DataCheck is a data quality validation engine for data engineers. Define validation rules in a YAML config and data sources in a separate sources file, then automatically validate data across files, databases, and cloud warehouses.

DataCheck provides the datacheck Command-Line Interface (CLI) and a Python API, which you can use to validate data, profile quality, and detect schema changes. These operations can be executed locally during development, embedded programmatically within your data pipelines (Airflow, Dagster, Prefect, etc.), or integrated into CI/CD workflows. View the Documentation for more details.

Highlights

Define validation rules in YAML config and data sources inline (files) or in a sources.yaml (databases, cloud)
Run checks on CSV, Parquet, Delta Lake, Avro, PostgreSQL, MySQL, Snowflake, BigQuery, Redshift, and more
Use 27+ built-in data quality rules for null checks, numeric ranges, patterns, timestamps, email/phone/URL validation, and cross-column checks
Profile data quality with automatic scoring, outlier detection, and rule suggestions
Detect schema evolution with compatibility levels (COMPATIBLE, WARNING, BREAKING)
Extend with custom rules using the @custom_rule plugin decorator

Demo

_{Install DataCheck, generate an ecommerce config with sample data, and run validation — all in one go.}

Setup

Requirements

To use DataCheck, you must have installed the following on your system.
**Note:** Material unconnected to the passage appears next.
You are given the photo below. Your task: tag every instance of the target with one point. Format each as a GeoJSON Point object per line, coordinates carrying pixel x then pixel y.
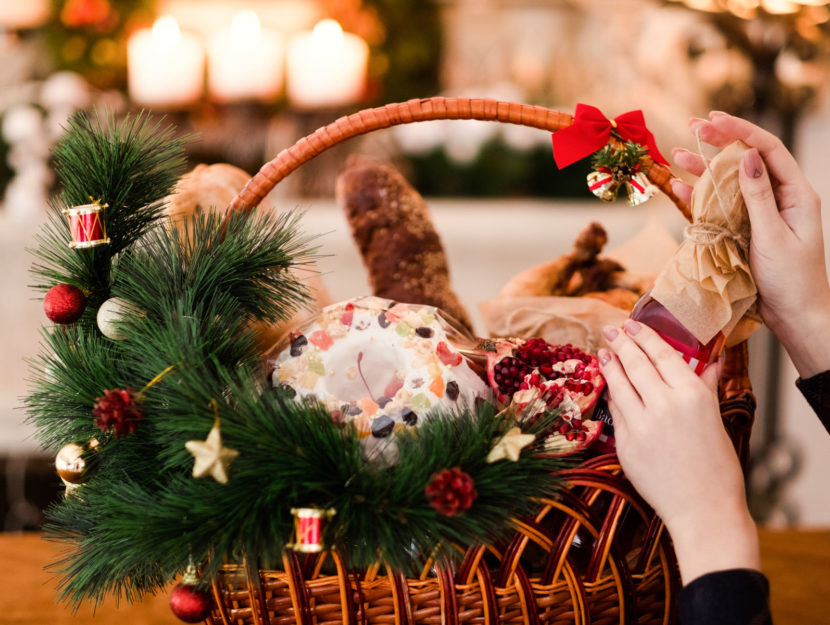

Python 3.10, 3.11, or 3.12

To check your existing version, use the CLI command: python --version or python3 --version.

Pip 21.0 or greater

To check your pip version: pip --version

Installation

DataCheck is available on public PyPI as datacheck-cli.

pip install datacheck-cli

To install with support for a specific data source, use extras:

pip install datacheck-cli[postgresql]    # PostgreSQL
pip install datacheck-cli[mysql]         # MySQL
pip install datacheck-cli[snowflake]     # Snowflake
pip install datacheck-cli[bigquery]      # BigQuery
pip install datacheck-cli[redshift]      # Redshift
pip install datacheck-cli[cloud]         # S3, GCS, Azure Blob
pip install datacheck-cli[all]           # All data sources

Quickstart

The examples below show minimal configurations. To see detailed logs, add --verbose or -v to any command.

Create a config

Use datacheck config init to generate a config from a template. Add --with-sample-data to also generate a sample CSV file so you can test validation immediately:

datacheck config init --with-sample-data
datacheck config init --template ecommerce --with-sample-data

Or create a .datacheck.yaml file manually. The config defines both the data source and the validation rules.

# .datacheck.yaml

data_source:
  type: csv
  path: ./data/orders.csv

checks:
  - name: id_check
    column: id
    rules:
      not_null: true
      unique: true

  - name: amount_check
    column: amount
    rules:
      not_null: true
      min: 0
      max: 10000

  - name: email_check
    column: email
    rules:
      email_valid: true

DataCheck auto-discovers config files in this order: .datacheck.yaml → .datacheck.yml → datacheck.yaml → datacheck.yml. To specify a config explicitly, use the --config flag.

Run validation

datacheck validate
datacheck validate --config checks.yaml

Parameter	Required	Description
`-c, --config`	No	Path to config file (auto-discovered if not specified)
`--source`	No	Named source from `sources.yaml`
`--sources-file`	No	Path to sources YAML file
`-t, --table`	No	Database table name (for database sources)
`-w, --where`	No	WHERE clause for filtering (for database sources)
`-q, --query`	No	Custom SQL query (alternative to --table)
`-o, --output`	No	Save results to a JSON file (terminal output is always shown)
`--csv-export`	No	Export failure details as CSV
`--sample-rate`	No	Random sample fraction (0.0–1.0)
`--sample-count`	No	Fixed sample size
`--parallel`	No	Enable multi-core execution
`--verbose, -v`	No	Enable detailed logging

Data Source Configuration

File-based data sources are defined inline under data_source in your config. For databases and cloud storage, define named sources in a separate sources.yaml file and reference them.

CSV / Parquet / Avro

data_source:
  type: csv
  path: ./data/orders.csv
  options:
    delimiter: ","
    encoding: utf-8

data_source:
  type: parquet
  path: ./data/orders.parquet

SQLite / DuckDB

data_source:
  type: sqlite
  path: ./data/analytics.db

Delta Lake

data_source:
  type: delta
  path: ./data/delta-table

Databases (PostgreSQL, Snowflake, BigQuery, etc.)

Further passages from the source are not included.